Une réforme qui arrive "comme un cheveux sur la soupe" pour Martin Leclerc, alias Maël, illustrateur de bande dessinée. "Le pire dans cette histoire, c'est que personne n'a été consulté. Il n'y a eu aucun accord, aucun agrément. Un comble lorsque l'on voit ce qu'ils nous proposent !"

Une hausse des cotisations qui atteint 8%

Cotisant à hauteur de 10% pour les prestations sociales, l'annonce d'un taux de cotisation de 8% pour la retraite complémentaire obligatoire est un scandale pour les auteurs. "Cette hausse représente pour nous 1 mois de revenus. Ça va créer de gros soucis chez le plus faible d'entre nous" déplore Lewis Trondheim, auteur de bande dessinée.

D'autant plus que la situation est "incompréhensible. La RAAP ( association dont dépend la retraite des auteurs) à envoyé une lettre aux cotisants, le 5 mai 2014, faisant mention du fait qu' "en effet notre régime est sein avec un excellent "rendement technique de nos points de retraites"".

La goutte d'eau qui fait déborder le vase

Comprenant 1.500 auteurs de bande dessinée en France, l'annonce de la réforme a fait l'effet d'une bombe. Près de la moitié des auteurs sont mobilisés. "On est de plus en plus solidaire" se rassure Lewis Trondheim. Une solidarité qui s'explique, selon Martin Leclerc, par le fait que les deux tiers de la profession vivent au niveau du SMIC.

"Parfois nous avons l'impression qu'ils ne connaissent pas nos conditions de travail. Nous sommes dans un système qui exploite notre situation. On ne sait pas comment s'en sortir. Quand on fait ce métier, on le fait à fond. Alors lorsque l'on apprend que les cotisations vont être multipliées par 6 c'est insupportable pour nous tous !" s'agace Martin Leclerc.

Un problème de méthode

Un problème, pour les auteurs, qui réside dans le nouveau calcul des obligations de retraite complémentaire. Dans le système actuel, les auteurs choisissent leurs échelons (4) situés entre 250 et 1.700 euros. Or, la réforme propose la proportionnalité des cotisations. Une aberration pour Martin Leclerc :

"C'est encore ceux qui cotisent le moins qui seront le plus touchés. On ne peut pas financer les retraites de demain avec la précarité d'aujourd'hui".
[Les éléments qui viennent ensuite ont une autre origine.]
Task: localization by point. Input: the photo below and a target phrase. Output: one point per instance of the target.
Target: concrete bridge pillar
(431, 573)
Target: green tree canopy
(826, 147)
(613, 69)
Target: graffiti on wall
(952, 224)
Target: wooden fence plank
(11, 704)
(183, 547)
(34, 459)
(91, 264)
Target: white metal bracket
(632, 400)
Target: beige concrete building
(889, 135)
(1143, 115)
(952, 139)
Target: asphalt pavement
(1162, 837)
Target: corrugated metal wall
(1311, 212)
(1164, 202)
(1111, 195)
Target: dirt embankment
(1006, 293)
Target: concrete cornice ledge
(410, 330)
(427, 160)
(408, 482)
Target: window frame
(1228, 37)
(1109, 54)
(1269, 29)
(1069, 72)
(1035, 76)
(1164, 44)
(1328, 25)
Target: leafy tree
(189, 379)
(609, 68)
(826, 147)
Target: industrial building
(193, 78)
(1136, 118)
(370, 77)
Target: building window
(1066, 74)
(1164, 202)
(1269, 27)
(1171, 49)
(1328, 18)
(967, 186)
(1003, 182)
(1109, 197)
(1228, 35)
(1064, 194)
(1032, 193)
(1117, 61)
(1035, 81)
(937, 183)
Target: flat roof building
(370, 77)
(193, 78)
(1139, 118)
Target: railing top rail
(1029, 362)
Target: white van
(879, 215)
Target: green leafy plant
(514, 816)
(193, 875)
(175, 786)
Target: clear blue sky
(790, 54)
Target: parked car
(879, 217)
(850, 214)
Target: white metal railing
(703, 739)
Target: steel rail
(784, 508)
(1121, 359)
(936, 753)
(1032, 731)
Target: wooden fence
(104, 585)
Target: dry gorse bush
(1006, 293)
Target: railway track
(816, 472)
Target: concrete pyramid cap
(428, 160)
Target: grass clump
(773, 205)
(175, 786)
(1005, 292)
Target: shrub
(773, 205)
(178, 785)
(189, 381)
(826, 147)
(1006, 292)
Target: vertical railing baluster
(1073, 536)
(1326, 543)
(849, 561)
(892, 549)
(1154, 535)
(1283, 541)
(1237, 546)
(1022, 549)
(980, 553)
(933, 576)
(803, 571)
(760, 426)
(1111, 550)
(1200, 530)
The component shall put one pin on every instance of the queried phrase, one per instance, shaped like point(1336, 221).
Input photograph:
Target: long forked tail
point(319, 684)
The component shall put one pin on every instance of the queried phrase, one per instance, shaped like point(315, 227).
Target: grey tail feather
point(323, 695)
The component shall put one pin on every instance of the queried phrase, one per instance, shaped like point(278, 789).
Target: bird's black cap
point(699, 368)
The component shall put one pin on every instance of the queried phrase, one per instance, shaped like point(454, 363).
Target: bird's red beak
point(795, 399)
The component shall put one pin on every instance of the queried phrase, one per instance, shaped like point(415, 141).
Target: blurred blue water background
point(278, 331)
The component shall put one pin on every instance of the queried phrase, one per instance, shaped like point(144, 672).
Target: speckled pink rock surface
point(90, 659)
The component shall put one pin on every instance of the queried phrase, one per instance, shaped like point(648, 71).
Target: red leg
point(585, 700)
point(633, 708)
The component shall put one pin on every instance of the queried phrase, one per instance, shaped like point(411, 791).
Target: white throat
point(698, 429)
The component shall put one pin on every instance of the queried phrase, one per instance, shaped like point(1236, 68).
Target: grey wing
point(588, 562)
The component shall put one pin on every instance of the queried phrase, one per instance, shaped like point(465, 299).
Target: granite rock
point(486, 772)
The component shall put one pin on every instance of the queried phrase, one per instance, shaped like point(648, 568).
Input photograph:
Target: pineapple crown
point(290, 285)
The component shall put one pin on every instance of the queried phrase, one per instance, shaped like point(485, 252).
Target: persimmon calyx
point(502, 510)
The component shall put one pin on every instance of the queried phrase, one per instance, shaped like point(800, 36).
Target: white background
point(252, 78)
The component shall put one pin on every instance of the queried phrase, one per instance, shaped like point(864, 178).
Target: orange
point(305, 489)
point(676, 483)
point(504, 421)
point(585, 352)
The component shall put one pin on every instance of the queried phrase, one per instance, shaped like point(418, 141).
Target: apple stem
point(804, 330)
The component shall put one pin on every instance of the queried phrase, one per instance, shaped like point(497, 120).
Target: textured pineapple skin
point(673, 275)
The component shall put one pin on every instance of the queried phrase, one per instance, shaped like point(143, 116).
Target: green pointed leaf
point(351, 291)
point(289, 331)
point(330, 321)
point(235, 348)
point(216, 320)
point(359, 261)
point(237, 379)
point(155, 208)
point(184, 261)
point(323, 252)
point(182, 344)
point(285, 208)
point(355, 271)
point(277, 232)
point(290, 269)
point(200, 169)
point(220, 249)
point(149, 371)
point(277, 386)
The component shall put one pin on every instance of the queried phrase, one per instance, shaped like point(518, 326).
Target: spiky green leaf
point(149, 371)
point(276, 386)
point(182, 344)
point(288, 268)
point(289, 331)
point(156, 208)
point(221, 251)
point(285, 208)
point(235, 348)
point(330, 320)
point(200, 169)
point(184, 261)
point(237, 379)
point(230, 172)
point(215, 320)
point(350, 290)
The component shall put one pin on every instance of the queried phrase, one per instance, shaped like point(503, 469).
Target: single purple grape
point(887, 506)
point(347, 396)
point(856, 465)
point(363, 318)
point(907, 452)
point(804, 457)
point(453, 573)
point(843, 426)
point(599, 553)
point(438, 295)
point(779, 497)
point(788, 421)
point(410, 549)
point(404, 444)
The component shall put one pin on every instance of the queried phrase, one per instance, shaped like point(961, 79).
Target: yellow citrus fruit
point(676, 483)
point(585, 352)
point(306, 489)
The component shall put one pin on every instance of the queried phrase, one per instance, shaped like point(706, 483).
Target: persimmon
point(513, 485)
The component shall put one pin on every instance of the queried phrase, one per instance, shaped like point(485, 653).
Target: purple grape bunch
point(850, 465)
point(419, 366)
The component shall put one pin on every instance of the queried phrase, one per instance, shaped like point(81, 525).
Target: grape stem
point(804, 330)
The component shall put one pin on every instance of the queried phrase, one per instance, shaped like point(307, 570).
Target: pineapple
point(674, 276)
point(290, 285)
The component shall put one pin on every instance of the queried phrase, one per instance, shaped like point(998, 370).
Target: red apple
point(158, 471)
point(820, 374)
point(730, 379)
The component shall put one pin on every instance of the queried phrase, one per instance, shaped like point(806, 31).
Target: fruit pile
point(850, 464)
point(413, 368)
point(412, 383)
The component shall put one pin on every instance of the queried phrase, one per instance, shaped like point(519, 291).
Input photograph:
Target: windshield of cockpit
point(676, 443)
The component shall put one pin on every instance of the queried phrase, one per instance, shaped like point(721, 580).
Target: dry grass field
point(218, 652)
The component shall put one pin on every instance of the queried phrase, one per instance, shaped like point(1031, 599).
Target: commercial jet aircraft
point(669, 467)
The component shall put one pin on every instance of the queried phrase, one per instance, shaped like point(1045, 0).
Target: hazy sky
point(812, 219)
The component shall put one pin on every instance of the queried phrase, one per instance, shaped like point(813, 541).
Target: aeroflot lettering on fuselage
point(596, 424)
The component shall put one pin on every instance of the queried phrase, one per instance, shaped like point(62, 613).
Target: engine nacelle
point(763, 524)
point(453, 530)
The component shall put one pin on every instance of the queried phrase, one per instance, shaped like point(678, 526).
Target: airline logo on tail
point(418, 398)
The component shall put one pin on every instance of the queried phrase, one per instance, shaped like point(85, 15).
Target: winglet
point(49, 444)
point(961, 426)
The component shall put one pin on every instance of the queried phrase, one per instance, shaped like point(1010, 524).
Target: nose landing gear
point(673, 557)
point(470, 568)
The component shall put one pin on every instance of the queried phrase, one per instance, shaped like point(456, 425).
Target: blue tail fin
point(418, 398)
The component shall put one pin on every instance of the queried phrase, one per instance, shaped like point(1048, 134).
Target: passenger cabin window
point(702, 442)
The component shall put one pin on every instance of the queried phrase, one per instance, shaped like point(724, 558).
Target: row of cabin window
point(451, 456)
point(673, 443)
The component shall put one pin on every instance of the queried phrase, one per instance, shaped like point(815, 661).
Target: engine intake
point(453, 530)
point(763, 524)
Un sentiment partagé par l'ensemble de la profession que résume le Groupement BD du Syndicat National des Auteurs et des Compositeurs :

"La piste qui nous apparaît la plus évidente serait d'envisager un réel financement de la couverture sociale des auteurs par les acteurs de la chaîne du livre qui bénéficient le plus du travail de ces professionnels, comme c'est le cas dans d'autres domaines artistiques".